Penanaman kelompok ini dengan
Mu’tazilah baru terjadi pada saat terjadinya perbedaan – perbedaan antara
Washil Ibn Atha dega gurunya Hasan al – Bashri pada abad ke II H, tentang
penilaian orang yang berbuat banyak dosadalam referensi lain disebutkan orang
yang berbuat dosa besar. Namun Harun Nasution sendiri menjelskan banyak sekali
asal usul nama Mu’tazilah walaupun para ahli talah mengajukan pendapat mereka
namun belum ada kata sepakat antara mereka.

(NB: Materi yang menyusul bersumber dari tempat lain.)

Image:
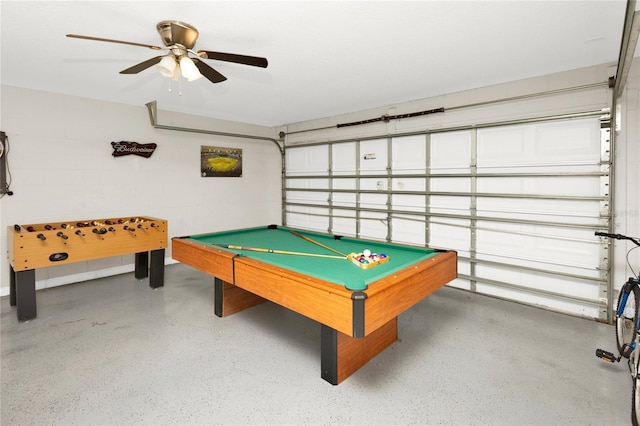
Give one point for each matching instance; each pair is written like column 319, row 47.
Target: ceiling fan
column 179, row 39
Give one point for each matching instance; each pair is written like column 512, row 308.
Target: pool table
column 357, row 308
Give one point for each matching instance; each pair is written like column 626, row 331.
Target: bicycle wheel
column 635, row 395
column 627, row 321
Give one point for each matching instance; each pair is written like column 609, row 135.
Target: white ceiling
column 325, row 57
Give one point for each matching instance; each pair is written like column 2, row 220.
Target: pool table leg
column 229, row 299
column 342, row 355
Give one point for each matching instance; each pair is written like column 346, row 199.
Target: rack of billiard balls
column 367, row 260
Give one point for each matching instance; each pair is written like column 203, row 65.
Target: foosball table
column 49, row 244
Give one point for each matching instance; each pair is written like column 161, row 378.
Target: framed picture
column 220, row 162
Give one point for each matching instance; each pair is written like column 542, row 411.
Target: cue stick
column 263, row 250
column 316, row 242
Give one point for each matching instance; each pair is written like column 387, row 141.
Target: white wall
column 62, row 170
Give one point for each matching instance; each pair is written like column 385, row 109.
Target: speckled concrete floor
column 113, row 351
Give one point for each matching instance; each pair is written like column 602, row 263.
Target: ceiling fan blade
column 150, row 46
column 232, row 57
column 211, row 74
column 184, row 35
column 142, row 65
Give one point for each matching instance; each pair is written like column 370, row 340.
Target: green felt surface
column 339, row 271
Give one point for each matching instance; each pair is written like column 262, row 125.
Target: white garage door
column 518, row 202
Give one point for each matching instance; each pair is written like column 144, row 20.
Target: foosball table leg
column 156, row 279
column 23, row 284
column 142, row 265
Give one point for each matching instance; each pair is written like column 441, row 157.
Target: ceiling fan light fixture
column 167, row 66
column 189, row 69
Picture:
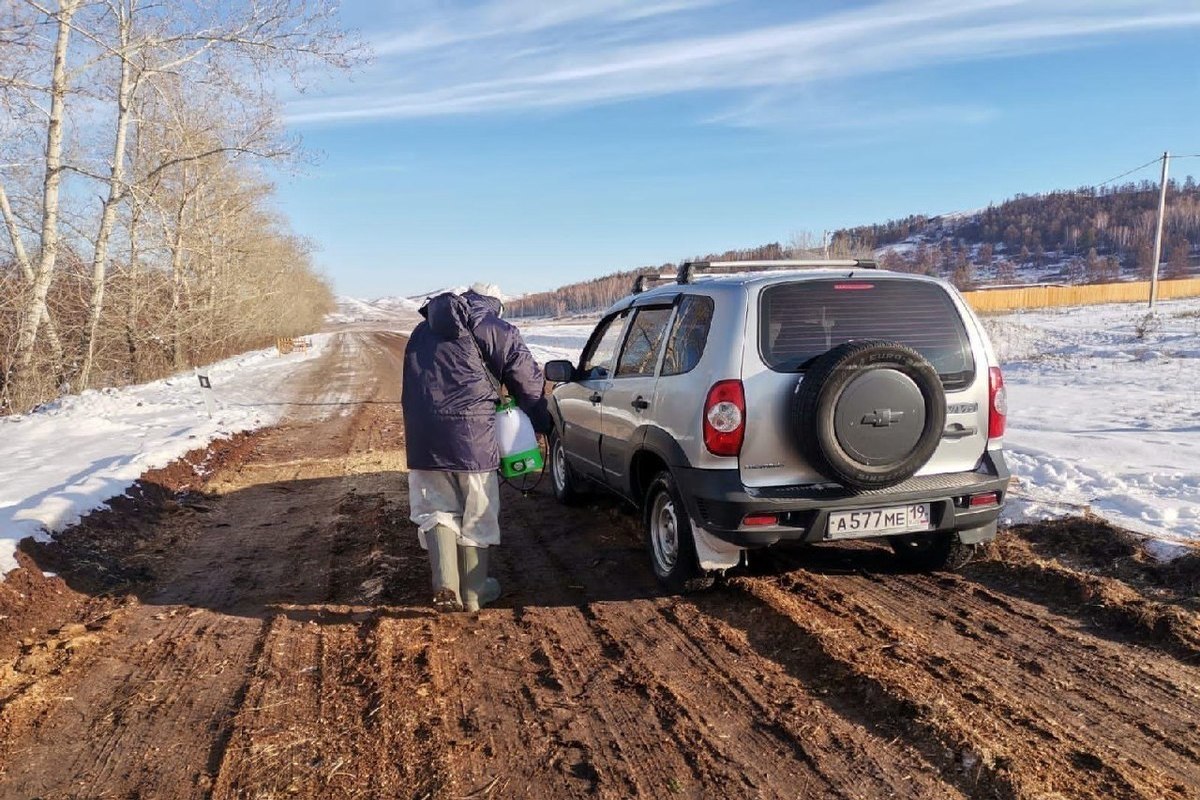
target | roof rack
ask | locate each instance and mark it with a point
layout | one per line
(688, 270)
(642, 280)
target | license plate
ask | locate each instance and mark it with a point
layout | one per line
(869, 522)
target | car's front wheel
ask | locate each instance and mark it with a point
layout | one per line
(669, 537)
(563, 480)
(931, 552)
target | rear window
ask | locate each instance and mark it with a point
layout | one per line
(798, 322)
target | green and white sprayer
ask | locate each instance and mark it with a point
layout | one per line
(520, 453)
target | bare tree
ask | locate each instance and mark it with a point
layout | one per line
(31, 319)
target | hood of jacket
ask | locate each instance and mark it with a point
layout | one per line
(453, 316)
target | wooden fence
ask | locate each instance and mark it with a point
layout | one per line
(994, 300)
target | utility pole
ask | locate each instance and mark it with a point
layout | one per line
(1158, 232)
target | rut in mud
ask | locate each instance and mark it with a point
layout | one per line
(258, 630)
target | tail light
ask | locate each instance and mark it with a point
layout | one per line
(725, 417)
(997, 403)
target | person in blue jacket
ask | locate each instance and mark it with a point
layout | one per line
(456, 360)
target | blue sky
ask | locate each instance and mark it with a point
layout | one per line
(534, 143)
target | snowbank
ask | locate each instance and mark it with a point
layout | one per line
(70, 456)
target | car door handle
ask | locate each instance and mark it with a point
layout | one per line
(958, 431)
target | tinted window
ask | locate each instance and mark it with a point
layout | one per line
(603, 348)
(689, 335)
(641, 352)
(802, 320)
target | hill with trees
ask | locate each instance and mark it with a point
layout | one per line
(1086, 235)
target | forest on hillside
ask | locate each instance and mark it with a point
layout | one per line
(141, 234)
(1086, 235)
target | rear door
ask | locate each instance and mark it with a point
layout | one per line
(796, 322)
(629, 400)
(580, 401)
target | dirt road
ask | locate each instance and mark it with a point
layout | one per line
(253, 626)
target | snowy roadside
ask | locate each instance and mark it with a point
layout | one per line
(70, 456)
(1105, 415)
(1101, 417)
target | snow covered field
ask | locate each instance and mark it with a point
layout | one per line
(1104, 415)
(72, 455)
(1101, 417)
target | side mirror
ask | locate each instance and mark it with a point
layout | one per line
(559, 372)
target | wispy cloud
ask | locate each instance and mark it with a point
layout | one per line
(529, 54)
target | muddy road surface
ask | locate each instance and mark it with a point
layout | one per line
(251, 623)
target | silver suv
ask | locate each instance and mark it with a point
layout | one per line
(745, 403)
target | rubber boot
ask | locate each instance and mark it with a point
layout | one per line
(443, 545)
(478, 589)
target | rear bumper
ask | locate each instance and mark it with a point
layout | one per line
(719, 501)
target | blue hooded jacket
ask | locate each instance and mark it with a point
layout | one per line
(449, 401)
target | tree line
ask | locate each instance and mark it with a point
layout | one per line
(139, 233)
(1090, 235)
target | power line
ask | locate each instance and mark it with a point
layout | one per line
(1152, 161)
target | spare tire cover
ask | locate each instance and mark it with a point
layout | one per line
(869, 414)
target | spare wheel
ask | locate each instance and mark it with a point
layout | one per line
(869, 414)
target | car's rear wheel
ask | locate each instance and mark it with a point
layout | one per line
(564, 482)
(931, 552)
(669, 537)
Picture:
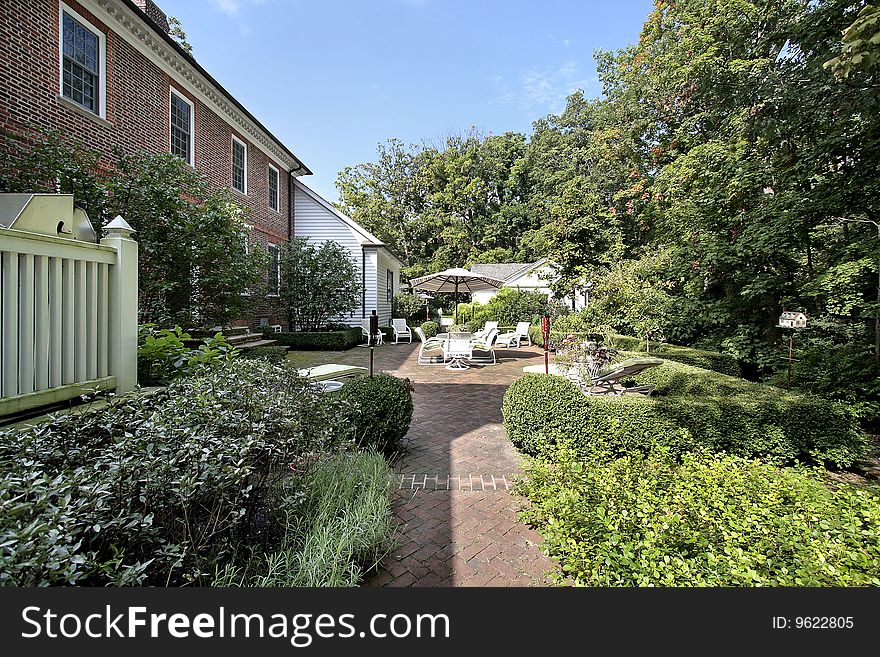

Kelompok Mu’tazilah selanjutnya
berkembang menjadi sebuah aliran teologi rasional, akan tetapi sesuai dengan
situai dan perkembangan saat itu, pemikiran – pemikiran mu’tazilah merambah
kelapangan siyasah, hal ini dapat dilihat dari tokoh mereka Abd al – Jabbar
yang berbicara tentang khalifah, ia berpandangan bahwa pembentukan lembaga
khalifah bukanlah kewajiban berdasarkan syar’i karena nash tidak tegas
mempermasalahkan untuk membentu negara dan Suyuti menambahkan dalam
karangannya, melainkan atas dasar pertimbangan rasio dan tuntutan mu’amalah
manusia.
Abd al – Jabar menempatkan kepala
negara pada posisis yang sama dengan umat Islam lainnya, menurutnya kepala
negara bukan sosok yang luar biasa sebagimana pandangan Syi’ah atau pendapat
Sunni yang lebih mengutamakan suku Quraisy untuk menduduki kepala negara,
menurutnya kalangan mana dan siapapun boleh menjadi kepal negara, asalkan ia
mampu melaksanakannya, kepala negara ditentukan berdasarkan pemilihan umat
Islam sendiri.
Kesimpulan
Dari pembahasan diatas sebagai
pelengkap dari makalah ini ada tiga pemikiran politik kenegaraan dalam
Islam.Pertama, aliran aristokrasi dan monarki yang diwakili oleh
kelompok Sunni.Kedua, aliran teokrasi yang diwakili oleh Syi’ah kecuali
Syi’ah Zaidiyah.Ketiga, aliran demokrasi yang dianut oleh Khawarij.
Dengan mengetahui pemikiran politik
masing - masing golongan ini semoga kita paham apa arti sebuah
perbedaan yang inti dari perbedaan diatas adalah betapa pentingnya sebuah
negara, terlepas apakah disana terdapat perbedaan - perbedaan.